By Peter Nurse
Investing.com -- Oil prices rose strongly Monday ahead of a meeting of top producers to discuss production levels and as worries rise about the supply of gas to Europe.
By 04:55 ET (08:55 GMT), U.S. crude futures traded 2.6% higher at $89.11 a barrel, while the Brent contract rose 2.7% to $95.53.
U.S. Gasoline RBOB Futures were up 1.3% at $2.4951 a gallon.
The Organization of the Petroleum Exporting Countries and allies, a group known as OPEC+, meets later Monday, and is largely expected to keep current output levels despite supplies remaining tight.
However, Saudi Arabia, the de facto leader of the group, recently floated the idea of cutting production levels to support prices, and this potential is supporting the market.
Oil prices have fallen in the past three months, after touching multi-year highs in March, on concerns that interest rate rises and COVID-19 curbs in parts of China, the world's top crude importer, may slow global economic growth and cool oil demand.
“However, we believe that OPEC+ will leave output targets unchanged for next month. It is difficult to justify cutting output when the market is trading near US$100/bbl,” said analysts at ING, in a note.

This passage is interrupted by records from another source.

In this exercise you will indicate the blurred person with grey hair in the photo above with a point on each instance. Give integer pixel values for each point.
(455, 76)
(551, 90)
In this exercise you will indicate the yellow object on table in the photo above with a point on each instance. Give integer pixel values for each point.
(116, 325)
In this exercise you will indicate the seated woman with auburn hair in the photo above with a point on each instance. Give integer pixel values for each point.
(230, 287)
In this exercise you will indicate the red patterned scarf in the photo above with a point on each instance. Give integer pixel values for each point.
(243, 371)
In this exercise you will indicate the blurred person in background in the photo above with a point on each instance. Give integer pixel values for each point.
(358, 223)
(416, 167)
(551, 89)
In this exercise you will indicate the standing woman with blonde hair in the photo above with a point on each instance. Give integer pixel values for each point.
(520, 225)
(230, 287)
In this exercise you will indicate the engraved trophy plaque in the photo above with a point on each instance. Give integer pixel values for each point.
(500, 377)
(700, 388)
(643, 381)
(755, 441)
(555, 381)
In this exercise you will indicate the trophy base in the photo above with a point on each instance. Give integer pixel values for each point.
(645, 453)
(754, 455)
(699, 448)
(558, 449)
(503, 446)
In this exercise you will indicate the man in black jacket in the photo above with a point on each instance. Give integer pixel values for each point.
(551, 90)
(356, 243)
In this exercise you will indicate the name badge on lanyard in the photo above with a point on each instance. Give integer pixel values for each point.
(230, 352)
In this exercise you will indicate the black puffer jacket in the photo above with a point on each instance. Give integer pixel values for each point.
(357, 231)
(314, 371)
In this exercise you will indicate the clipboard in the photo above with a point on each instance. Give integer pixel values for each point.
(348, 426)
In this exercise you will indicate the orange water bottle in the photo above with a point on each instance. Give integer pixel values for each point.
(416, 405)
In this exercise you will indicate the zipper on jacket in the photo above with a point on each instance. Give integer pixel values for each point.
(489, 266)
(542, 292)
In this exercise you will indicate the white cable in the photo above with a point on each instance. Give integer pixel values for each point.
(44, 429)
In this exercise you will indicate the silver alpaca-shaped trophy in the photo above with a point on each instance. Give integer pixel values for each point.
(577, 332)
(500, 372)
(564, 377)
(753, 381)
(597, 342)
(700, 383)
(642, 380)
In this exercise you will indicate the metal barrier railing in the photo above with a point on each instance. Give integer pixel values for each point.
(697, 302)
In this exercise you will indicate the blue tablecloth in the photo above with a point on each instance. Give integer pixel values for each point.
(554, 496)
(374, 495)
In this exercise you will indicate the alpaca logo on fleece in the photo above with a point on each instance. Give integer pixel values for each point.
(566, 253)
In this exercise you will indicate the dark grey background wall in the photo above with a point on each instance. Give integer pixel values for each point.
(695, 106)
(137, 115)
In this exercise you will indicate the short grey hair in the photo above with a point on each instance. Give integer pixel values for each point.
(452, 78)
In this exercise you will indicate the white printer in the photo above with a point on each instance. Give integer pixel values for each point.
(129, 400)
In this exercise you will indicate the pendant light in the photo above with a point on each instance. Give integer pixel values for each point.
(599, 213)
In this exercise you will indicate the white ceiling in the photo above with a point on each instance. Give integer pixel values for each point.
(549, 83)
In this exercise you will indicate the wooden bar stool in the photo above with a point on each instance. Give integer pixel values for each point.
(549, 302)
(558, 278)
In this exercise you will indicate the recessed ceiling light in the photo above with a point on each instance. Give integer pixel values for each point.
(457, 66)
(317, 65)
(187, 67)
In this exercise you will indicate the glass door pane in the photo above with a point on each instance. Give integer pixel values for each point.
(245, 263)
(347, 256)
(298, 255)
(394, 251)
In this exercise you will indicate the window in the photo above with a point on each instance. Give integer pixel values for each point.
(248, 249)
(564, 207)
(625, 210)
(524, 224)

“It would make more sense for OPEC+ to wait for further clarity on Iranian nuclear talks before taking any action. These talks appear to have taken a turn for the worse, with the U.S. saying that Iran’s latest response was ‘not constructive’.”
Also influencing the oil market Monday was the news that Russia has halted indefinitely the supply of gas through the Nord Stream pipeline to Germany, raising concerns of an energy crisis in the euro zone and supporting demand for oil.
“The halting of flows means that Europe will lose close to 1bcm of natural gas supply per month. The market will now likely become increasingly nervous about flows via Ukraine as well as TurkStream,” ING added.
Moscow’s move to end gas supplies through this important pipeline came almost immediately after G-7 finance ministers agreed on a plan to impose a price cap on Russian oil exports, aiming to financially weaken President Vladimir Putin's government as it continues its invasion of Ukraine.
There are doubts about the effectiveness of this plan given larger buyers such as China, India, and Turkey would need to take part.
“There is no guarantee they will, particularly after Russia has said that it will not supply any country who follows the price cap,” said ING.